Тем же летом студент Пуговкин окончил курс, переменился местом с бывшим врачом Старого Города и явился на помощь к Пизонскому. Иван Ильич Пуговкин был человек добрый и благородный, но весьма недалекий и склонный более всего жить целый век «в эмпиреях». Его всегда можно было подбить на всякое доброе дело, но нельзя было научить доделать ни одного дела. Он был неимоверно тороплив и прежде, чем вдумывался во что-нибудь, уже получал уверенность, что он это уже понимает; прежде чем брался за дело, он чувствовал, что оно уже делается. Кончил курс он кое-как, но был о своих познаниях мнения самого высокого. Он питал страсть ко всему особенному. Ни учиться, ни жить как все люди он не мог. Этим он был известен еще в университете.
— Я все это лучше знаю! Сто тысяч раз лучше знаю! — твердил он, с гордым презрением отворачиваясь от какого-нибудь препарата, который ему хотел объяснить кто-нибудь из товарищей.

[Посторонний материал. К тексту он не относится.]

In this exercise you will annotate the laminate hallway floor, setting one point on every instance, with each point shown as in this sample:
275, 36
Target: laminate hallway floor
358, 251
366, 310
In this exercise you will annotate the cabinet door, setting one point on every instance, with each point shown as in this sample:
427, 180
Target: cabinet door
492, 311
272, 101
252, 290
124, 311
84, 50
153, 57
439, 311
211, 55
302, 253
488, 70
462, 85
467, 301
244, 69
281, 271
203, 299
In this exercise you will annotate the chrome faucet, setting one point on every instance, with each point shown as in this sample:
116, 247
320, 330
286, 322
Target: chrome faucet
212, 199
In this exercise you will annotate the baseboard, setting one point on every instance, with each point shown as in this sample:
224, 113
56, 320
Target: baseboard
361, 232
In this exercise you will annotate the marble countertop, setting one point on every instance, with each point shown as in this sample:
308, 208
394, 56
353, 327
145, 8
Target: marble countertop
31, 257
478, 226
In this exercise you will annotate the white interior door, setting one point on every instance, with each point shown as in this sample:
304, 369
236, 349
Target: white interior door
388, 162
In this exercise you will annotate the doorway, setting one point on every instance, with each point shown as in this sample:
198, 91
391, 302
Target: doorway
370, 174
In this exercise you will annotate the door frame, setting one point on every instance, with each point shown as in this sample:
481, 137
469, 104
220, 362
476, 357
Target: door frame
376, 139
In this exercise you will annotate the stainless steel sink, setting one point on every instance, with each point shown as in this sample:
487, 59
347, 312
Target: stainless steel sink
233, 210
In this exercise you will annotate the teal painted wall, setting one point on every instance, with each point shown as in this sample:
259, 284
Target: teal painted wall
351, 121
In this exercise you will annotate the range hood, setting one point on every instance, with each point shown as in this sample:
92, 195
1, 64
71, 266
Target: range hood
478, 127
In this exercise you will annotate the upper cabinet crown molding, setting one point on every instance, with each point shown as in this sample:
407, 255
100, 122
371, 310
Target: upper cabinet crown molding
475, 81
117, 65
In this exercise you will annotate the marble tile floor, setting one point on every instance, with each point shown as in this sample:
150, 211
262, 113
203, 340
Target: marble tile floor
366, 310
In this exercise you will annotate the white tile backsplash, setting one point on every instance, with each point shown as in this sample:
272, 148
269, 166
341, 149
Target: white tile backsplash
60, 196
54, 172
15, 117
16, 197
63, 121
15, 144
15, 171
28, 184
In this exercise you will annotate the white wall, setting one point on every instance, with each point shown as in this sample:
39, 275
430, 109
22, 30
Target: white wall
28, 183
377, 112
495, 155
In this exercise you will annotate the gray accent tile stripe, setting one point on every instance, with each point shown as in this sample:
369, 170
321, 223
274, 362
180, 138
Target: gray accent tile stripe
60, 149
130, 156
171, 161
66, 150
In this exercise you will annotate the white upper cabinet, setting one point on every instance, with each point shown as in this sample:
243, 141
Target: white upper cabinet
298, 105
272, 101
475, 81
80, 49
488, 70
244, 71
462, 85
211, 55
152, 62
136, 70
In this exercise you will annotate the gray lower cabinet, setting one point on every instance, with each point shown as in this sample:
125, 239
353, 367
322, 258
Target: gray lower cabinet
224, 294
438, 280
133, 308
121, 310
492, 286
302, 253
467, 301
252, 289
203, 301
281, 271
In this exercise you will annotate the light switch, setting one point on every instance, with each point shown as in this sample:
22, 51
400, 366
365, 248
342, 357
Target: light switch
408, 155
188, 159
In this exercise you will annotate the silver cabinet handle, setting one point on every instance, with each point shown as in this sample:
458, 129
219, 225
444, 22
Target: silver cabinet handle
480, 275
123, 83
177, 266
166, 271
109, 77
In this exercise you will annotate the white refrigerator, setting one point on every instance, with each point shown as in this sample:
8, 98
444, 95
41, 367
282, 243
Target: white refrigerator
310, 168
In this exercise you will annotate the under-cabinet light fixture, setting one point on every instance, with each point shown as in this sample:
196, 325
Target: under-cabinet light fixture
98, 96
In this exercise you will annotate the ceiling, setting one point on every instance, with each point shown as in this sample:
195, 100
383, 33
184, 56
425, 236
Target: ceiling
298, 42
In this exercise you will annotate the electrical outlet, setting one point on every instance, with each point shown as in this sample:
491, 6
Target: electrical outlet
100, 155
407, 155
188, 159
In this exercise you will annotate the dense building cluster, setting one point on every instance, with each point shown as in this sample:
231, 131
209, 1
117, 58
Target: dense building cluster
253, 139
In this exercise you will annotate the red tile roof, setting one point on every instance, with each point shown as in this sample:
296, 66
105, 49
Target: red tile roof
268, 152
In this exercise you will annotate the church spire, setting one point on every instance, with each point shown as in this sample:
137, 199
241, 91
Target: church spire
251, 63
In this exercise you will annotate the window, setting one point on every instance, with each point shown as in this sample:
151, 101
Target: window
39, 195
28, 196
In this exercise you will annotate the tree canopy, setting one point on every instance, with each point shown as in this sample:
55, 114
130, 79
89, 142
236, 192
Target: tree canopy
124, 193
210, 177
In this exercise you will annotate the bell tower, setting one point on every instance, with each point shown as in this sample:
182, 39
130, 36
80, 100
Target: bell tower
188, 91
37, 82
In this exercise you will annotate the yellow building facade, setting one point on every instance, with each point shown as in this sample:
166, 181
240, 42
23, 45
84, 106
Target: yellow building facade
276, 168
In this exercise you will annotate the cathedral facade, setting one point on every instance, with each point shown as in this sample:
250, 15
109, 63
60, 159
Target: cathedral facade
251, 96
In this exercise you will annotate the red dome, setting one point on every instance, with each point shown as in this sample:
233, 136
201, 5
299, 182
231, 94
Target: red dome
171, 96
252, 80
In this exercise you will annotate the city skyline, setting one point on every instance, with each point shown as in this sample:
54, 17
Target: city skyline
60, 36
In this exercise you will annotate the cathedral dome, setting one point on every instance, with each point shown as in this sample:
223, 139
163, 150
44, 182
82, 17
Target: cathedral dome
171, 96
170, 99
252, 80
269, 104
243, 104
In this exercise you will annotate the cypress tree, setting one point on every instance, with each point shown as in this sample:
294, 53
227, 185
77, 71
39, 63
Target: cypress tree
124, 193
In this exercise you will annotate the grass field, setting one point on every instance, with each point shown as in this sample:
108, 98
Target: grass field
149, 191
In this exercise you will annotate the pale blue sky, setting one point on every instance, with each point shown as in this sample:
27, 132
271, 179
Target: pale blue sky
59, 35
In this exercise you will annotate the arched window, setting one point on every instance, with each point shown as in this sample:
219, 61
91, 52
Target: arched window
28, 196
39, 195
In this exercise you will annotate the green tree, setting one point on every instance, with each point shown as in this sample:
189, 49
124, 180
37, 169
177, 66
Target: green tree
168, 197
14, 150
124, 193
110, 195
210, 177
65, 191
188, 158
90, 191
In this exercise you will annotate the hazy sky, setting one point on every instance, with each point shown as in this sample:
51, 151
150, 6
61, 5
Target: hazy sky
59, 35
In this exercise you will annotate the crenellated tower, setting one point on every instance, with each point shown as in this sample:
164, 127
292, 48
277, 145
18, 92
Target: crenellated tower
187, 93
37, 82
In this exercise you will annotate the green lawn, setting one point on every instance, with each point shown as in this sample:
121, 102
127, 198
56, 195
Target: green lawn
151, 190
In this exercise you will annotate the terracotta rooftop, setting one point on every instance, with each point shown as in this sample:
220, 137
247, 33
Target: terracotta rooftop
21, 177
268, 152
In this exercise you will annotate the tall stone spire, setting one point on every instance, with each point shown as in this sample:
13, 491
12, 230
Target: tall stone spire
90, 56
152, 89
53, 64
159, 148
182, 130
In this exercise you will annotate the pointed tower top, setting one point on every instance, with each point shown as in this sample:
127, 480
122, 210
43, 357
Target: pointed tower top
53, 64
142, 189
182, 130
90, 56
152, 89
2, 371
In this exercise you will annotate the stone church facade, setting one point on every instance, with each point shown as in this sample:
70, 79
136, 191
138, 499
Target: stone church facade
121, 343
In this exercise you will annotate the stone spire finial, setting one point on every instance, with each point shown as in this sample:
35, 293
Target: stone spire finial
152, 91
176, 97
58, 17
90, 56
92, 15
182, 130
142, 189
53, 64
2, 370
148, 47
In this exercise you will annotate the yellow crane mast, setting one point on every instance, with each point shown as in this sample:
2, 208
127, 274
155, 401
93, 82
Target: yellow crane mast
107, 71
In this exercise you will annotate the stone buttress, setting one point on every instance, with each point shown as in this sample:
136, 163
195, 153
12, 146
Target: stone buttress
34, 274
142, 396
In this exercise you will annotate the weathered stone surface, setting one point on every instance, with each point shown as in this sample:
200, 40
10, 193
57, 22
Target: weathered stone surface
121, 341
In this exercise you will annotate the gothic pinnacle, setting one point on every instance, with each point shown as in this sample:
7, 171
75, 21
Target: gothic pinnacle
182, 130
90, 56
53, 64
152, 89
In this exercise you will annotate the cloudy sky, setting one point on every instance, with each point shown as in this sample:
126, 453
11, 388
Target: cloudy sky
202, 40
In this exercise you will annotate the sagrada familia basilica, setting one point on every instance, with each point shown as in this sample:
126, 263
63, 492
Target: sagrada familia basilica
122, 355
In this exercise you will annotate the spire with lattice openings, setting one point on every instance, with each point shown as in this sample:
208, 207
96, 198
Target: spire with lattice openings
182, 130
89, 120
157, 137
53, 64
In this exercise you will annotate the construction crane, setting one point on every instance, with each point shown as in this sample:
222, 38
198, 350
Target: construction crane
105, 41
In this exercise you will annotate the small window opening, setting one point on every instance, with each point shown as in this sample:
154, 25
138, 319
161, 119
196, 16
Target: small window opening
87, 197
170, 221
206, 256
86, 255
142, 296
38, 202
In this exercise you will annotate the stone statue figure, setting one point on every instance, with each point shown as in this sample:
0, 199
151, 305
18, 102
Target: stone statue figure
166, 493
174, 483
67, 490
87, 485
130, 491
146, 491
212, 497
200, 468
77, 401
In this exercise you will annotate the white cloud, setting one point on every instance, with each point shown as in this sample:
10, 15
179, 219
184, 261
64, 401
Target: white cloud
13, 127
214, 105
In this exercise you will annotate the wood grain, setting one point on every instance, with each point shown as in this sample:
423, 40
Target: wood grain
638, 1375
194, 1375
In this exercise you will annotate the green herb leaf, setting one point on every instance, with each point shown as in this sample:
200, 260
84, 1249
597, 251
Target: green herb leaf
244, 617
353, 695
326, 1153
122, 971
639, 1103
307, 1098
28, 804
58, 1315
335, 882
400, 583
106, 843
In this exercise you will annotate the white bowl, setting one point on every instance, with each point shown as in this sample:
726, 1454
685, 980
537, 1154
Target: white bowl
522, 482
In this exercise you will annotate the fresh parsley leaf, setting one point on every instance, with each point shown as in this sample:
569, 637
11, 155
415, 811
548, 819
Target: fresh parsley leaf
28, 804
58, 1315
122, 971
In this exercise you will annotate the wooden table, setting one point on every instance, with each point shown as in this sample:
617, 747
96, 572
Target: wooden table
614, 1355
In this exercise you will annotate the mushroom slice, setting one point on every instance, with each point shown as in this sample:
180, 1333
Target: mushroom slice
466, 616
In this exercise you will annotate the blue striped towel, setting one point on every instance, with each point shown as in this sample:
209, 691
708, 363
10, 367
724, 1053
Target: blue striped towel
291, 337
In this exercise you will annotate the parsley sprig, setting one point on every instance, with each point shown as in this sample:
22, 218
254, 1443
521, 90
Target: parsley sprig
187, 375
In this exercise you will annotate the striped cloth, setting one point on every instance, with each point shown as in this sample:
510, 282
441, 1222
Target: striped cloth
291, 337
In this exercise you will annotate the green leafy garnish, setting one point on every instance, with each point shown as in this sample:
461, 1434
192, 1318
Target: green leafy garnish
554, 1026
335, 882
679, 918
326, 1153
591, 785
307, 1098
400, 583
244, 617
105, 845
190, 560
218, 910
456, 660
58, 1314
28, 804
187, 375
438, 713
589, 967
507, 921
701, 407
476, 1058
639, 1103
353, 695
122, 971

— Да говорят же вам, что я еще как материно молоко сосал, так я знал это! — кричал он, замечая, что кто-нибудь сомневался в его знании.
Когда такие выходки Пуговкина возбуждали всеобщий невольный смех, он краснел, но не каялся, а, стараясь отшутиться, говорил:
— Постойте-ка смеяться-то, потому что все это еще не очень-то смешно; а я еще сто сорок семь тысяч раз смешней этого вам могу сказать.
При такой выходке все присутствовавшие обыкновенно смеялись еще более, и Пуговкин, радуясь, что ему никто не противоречит, уходил спокойно, унося за собою всякий день все более и более укреплявшуюся репутацию шута. Так лжеумствуя и фантазируя, он едва-едва кое-как поймал степень лекаря и получил место городового врача в Старом Городе. В Старом Городе был уездный лекарь, врач очень сведущий и хороший практик, перед которым неопытный и хвастливый Пуговкин во всяком другом месте был бы ничто; но Старый Город опроверг все эти предположения насчет своих отношений к Пуговкину. Он приютил его, дал ему хлеба и соли и добрую хатку в зеленом удольи Гремучего верха.
Сила, обратившая к Пуговкину сердца города, заключалась, во-первых, в открытости его доброго нрава, в его всегдашней веселой беспечности, в его русском происхождении, а также в тупом невежестве Старого Города и в его ненависти к немцам. А ко всему этому, как выражался Пизонский, — и Господь помогал Ивану Ильичу на сиротскую долю.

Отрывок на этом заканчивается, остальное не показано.